Today’s watercolor experiment:

I just love my new frisket (also known as masking fluid). The liquid latex that I used previously was pretty viscous. That made for interesting drops and splashes when poured, but the traces tended to be course when I would tilt the paper to encourage the fluid to run across the paper.


The frisket I now use is not viscous at all. For today’s experiment, I used an eye dropper to suck up the masking fluid and squirt it onto the paper. After doing so, I shook and jarred the paper to allow the fluid to form fine lines.

Here is the first stage of today’s composition including masking fluid and the first washes:

Watercolor : Abstract - Masking Fluid and Initial Washes

Initial Washes and Masking Fluid

The masking fluid traces looked like lines of fracture emanating from one source.
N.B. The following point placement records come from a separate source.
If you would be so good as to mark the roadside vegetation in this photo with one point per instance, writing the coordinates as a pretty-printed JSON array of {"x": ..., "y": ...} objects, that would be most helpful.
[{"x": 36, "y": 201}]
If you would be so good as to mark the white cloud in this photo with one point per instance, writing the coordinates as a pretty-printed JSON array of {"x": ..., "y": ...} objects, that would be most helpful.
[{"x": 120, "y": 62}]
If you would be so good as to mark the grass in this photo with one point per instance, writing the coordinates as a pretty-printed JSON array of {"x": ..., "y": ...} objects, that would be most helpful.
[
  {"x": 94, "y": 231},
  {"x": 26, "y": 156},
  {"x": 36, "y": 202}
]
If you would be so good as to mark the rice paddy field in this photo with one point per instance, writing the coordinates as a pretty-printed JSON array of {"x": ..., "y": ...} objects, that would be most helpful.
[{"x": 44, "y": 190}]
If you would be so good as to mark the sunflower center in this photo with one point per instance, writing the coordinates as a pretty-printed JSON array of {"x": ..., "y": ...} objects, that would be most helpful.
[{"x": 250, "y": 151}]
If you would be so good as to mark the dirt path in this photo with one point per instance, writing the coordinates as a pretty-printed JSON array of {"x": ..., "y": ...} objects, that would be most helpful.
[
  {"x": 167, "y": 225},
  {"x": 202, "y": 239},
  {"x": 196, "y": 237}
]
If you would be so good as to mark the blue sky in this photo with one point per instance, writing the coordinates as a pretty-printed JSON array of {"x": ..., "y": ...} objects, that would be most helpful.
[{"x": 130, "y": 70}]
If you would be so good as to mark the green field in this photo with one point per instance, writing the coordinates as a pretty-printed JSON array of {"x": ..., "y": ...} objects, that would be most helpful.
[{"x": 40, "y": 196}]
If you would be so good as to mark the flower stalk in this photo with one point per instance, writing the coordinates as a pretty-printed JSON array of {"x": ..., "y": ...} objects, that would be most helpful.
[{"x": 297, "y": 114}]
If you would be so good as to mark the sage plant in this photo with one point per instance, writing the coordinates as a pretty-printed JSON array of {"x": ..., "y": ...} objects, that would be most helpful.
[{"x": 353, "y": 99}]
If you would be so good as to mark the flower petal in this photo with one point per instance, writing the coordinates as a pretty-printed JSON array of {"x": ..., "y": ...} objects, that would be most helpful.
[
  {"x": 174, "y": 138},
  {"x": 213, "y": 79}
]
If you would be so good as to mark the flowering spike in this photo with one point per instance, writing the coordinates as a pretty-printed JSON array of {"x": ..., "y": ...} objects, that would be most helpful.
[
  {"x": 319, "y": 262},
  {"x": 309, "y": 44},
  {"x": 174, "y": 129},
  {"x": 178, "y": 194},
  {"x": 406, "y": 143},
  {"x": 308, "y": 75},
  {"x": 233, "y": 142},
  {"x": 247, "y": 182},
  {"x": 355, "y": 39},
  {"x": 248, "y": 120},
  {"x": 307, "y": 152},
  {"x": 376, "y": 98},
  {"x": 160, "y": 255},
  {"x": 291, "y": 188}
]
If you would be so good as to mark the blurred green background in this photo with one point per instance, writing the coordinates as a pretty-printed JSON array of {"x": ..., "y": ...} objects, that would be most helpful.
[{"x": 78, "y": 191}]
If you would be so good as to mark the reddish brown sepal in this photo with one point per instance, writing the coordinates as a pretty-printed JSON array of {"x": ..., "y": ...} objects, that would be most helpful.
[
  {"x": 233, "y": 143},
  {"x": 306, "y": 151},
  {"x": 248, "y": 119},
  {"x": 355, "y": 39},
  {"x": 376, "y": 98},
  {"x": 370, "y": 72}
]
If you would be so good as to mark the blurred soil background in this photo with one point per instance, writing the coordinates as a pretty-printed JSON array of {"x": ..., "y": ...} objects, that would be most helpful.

This caused me to think about a sunset interrupted by lightning or cracks in space.  I wanted to achieve a transition from blue at the top of the paper to red at the bottom. I used Prussian blue, Hansa yellow deep and cadmium red light as the colors of my sunset. Payne’s gray colored the bottom right corner. After the first wash dried, the colors faded.

I glazed the composition several more times to end up with this:

Watercolor: Abstract - Latex Plus Several Applications of Glaze

After Several Glazings

I darkened the blue at the top by adding the deep indanthrone blue. I used several different yellows including aureolin and lemon yellow.

The composition looked like this after I removed the frisket:

Watercolor: Abstract - Glaze Removed

Composition with Masking Removed

Instead of leaving the white areas blank, I opted to use my inks to fill them in. The idea was to use ink the white traces with colors complementary to the background.

Here is the final stage of today’s study:


Watercolor and Ink: Abstract with Ink Tracings

Cosmic Splat
12″x16″ 140# Cold Pressed Watercolor Block


My original idea of a fractured sunset did not hold up. Instead, the thought occurred to me that this abstract could represent a giant splat of cosmic proportions. This idea may have leaked through my subconscious after reading that the Large Hadron Collider is about to start slamming proton beams into each other again, at extremely high energy.

Maybe among the fine traces of my frisket is a Higgs Boson.